Bankacılık denetimindeki en güncel gelişme ve en iyi uygulamalarla uyumlu, aynı zamanda Türk bankacılık sektörünün özelliklerine uygun bir denetim yaklaşımı için denetim sürecinin düzenli aralıklarla gözden geçirildiğini ve gerekli revizyonların yapıldığını aktaran Kavcıoğlu, bu kapsamda IMF ve Dünya Bankası tarafından 2022’de Türkiye için hazırlanan Financial Sector Assesment Program (FSAP) Raporu’nda denetim yaklaşımı ile ilgili olarak yer verilen önerilerin de dikkate alınarak güncellenen denetim rehberlerinin yürürlüğe girdiğini anlattı.
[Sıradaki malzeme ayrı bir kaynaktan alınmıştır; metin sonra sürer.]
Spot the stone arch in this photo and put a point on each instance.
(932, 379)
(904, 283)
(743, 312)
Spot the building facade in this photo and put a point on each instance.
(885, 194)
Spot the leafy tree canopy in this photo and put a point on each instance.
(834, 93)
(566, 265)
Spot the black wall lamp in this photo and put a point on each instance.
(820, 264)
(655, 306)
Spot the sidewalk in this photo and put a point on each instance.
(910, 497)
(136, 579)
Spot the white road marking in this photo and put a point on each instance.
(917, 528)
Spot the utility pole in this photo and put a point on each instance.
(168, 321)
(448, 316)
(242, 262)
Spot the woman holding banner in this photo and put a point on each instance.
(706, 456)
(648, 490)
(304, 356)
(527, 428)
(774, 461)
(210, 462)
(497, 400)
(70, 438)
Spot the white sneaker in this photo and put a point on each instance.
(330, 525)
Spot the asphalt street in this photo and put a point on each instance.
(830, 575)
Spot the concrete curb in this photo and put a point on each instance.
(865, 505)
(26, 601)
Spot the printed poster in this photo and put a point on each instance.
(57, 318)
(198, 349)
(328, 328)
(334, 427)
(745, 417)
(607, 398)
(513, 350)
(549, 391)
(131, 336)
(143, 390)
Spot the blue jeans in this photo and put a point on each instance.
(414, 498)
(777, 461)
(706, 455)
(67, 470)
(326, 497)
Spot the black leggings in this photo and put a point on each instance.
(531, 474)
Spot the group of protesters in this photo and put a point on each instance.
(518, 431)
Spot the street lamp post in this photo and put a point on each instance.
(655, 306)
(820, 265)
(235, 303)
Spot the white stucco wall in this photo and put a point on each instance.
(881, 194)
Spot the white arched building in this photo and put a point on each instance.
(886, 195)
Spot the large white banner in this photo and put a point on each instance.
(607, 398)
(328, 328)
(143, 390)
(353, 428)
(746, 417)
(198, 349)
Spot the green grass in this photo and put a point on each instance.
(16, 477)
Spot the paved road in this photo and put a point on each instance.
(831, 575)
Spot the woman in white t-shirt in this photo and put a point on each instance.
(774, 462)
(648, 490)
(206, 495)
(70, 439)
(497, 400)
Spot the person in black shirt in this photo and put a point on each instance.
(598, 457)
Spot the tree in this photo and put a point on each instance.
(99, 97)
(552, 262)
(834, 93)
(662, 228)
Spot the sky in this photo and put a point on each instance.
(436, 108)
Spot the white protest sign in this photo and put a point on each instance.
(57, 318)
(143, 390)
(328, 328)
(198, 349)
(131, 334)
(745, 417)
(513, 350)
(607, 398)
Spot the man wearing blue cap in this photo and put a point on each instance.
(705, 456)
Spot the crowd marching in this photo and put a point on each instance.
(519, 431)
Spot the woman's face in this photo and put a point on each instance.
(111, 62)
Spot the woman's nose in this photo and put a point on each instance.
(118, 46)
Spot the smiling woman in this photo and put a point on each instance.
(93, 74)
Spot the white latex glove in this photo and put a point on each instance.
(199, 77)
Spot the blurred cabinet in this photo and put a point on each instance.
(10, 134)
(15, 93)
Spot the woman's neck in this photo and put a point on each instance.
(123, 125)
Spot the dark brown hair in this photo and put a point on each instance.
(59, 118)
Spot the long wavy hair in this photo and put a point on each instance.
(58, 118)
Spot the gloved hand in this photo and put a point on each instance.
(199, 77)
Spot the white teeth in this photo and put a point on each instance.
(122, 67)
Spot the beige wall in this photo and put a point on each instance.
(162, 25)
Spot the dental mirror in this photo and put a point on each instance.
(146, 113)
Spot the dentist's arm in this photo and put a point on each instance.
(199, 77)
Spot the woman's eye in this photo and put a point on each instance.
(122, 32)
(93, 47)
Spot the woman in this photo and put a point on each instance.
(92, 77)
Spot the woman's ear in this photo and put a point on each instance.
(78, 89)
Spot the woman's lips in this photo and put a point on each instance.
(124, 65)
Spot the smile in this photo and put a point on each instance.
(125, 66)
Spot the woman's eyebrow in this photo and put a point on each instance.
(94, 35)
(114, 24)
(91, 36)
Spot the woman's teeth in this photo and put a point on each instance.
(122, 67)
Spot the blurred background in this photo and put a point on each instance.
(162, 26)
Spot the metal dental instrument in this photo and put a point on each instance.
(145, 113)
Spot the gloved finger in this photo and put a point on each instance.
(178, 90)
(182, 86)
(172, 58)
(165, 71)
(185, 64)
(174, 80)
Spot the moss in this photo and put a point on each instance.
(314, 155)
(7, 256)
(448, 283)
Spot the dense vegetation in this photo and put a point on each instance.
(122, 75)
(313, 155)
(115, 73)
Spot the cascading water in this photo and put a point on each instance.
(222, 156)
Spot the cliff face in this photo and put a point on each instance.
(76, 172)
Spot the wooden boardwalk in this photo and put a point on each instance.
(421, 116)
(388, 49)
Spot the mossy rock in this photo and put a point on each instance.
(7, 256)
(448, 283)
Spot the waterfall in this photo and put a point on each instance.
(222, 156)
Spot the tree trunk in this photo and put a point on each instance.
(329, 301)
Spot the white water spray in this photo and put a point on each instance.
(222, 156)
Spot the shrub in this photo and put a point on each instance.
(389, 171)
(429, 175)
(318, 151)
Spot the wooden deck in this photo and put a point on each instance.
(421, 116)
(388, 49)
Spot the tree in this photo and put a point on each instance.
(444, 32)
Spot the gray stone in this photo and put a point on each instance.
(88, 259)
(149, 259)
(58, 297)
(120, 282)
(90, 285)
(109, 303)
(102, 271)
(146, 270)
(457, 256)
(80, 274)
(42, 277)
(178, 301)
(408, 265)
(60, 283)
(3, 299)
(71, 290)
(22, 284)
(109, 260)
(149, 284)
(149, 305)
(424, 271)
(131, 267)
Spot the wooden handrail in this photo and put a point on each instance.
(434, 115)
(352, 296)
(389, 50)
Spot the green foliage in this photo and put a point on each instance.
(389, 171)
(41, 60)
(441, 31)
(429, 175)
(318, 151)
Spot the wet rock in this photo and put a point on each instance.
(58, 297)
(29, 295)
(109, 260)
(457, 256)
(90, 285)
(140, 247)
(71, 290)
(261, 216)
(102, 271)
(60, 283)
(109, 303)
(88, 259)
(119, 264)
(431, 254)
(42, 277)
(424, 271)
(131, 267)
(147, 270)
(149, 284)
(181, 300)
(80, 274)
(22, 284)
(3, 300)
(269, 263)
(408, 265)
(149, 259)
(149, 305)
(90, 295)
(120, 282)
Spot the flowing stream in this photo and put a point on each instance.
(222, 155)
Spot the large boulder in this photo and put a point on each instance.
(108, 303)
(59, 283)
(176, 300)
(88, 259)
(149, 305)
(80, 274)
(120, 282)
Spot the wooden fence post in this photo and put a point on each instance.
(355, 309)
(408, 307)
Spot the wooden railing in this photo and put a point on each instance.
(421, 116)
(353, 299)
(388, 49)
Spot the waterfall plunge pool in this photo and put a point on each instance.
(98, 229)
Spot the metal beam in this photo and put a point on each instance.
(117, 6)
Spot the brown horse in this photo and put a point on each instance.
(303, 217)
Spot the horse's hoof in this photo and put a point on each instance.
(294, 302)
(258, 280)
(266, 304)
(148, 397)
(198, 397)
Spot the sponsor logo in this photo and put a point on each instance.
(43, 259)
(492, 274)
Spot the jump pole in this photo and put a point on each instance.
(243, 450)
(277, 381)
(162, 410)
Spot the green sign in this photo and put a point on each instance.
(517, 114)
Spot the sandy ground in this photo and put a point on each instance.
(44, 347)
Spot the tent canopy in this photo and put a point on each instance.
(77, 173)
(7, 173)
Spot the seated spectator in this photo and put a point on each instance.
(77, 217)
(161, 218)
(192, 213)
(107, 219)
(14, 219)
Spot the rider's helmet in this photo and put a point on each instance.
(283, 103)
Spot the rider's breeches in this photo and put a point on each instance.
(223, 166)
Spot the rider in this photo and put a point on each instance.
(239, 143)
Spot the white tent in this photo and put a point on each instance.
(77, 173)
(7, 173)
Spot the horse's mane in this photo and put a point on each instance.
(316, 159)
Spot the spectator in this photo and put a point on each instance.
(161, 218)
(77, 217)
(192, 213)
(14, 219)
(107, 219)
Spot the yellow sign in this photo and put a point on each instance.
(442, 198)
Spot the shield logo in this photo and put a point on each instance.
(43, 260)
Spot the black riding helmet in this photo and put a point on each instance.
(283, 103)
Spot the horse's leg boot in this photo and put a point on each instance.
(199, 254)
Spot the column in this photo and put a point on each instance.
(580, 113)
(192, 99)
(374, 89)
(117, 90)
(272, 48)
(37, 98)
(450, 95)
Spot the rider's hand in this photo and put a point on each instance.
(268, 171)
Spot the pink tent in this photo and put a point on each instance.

Kavcıoğlu, “Gerçekleştirilen denetim rehberleri güncelleme çalışması, Avrupa Bankacılık Otoritesi (EBA) tarafından İnceleme ve Değerlendirme Süreci ile Stres Testi Hakkında Ortak Prosedürler ve Metodolojilere İlişkin Rehber’in de dikkate alınmasıyla kurumumuzun benimsediği risk odaklı denetim anlayışının uluslararası standartlara uyum seviyesini artırmıştır. Kurumumuzun düzenleme ve denetim çerçevesi, Türk bankacılık sektörünün güvenilirliğini destekleyen en önemli unsurlardan biri olmaya devam etmektedir.” diye konuştu.
Vatandaşların finansal hizmetlere erişilebilirliğinin artması konusundaki çalışmalar
BDDK Başkanı Kavcıoğlu, finansal tüketicinin haklarının korunması ve bilinçlendirilmesi amacıyla BDDK tarafından şikayet ve başvuru takip sürecinin de özenle yürütüldüğünü ifade ederek, BDDK’nin gözetim ve denetimi altında faaliyet gösteren kuruluşlara ilişkin olarak finansal tüketiciler tarafından e-şikayet, CİMER, dilekçe ve çağrı merkezi üzerinden kuruma iletilen şikayetlerin finansal tüketiciyi koruma mevzuatı çerçevesinde değerlendirildiğini bildirdi.
Bu şikayetlere ilişkin ilgili kuruluşlar nezdinde gerekli incelemelerin yapıldığını, sonucu hakkında başvuru sahibine bilgi verilmesinin yanında inceleme sonucunda mevzuata aykırılığın tespit edilmesi halinde ilgili maddeler gereğince kuruluşlar hakkında idari para cezasına hükmedildiğini anlatan Kavcıoğlu, şunları kaydetti:
“Kurumumuza iletilen şikayetler konu ve kuruluş bazında da değerlendirilmekte olup ileriye yönelik ve önleyici tedbirler alınması konusunda da girdi sağlamaktadır. 2 Kasım 2023 tarihi itibarıyla kurumumuza e-şikayet, CİMER, dilekçe ve çağrı merkezimiz üzerinden toplamda 215 bin 234 adet şikayet ulaşmıştır. Bu şikayetlerin kanal bazında dağılımı ise CİMER 135 bin 300 adet, e-şikayet 68 bin 474 adet, çağrı merkezimiz 9 bin 325 adet ve dilekçe 2 bin 135 adet olarak gerçekleşmiştir.
Finansal hizmetlere e-devlet aracılığıyla ulaşımın sağlanabilmesi amacıyla 1 Mart 2020’den beri sunduğumuz hizmet ile vatandaşlarımız, kendilerinin veya mirasçısı oldukları kişilerin adına hangi bankalarda mevduat/katılım fonu hesabının bulunduğunu E-devlet kapısı üzerinden dijital ortamda sorgulama imkanına kavuşmuştur. 1 Mart 2020-24 Kasım 2023 tarihleri arasında 7 milyon 802 bin 467 vatandaşımız, toplamda 18 milyon 301 bin 855 adet sorgu gerçekleştirmiştir.”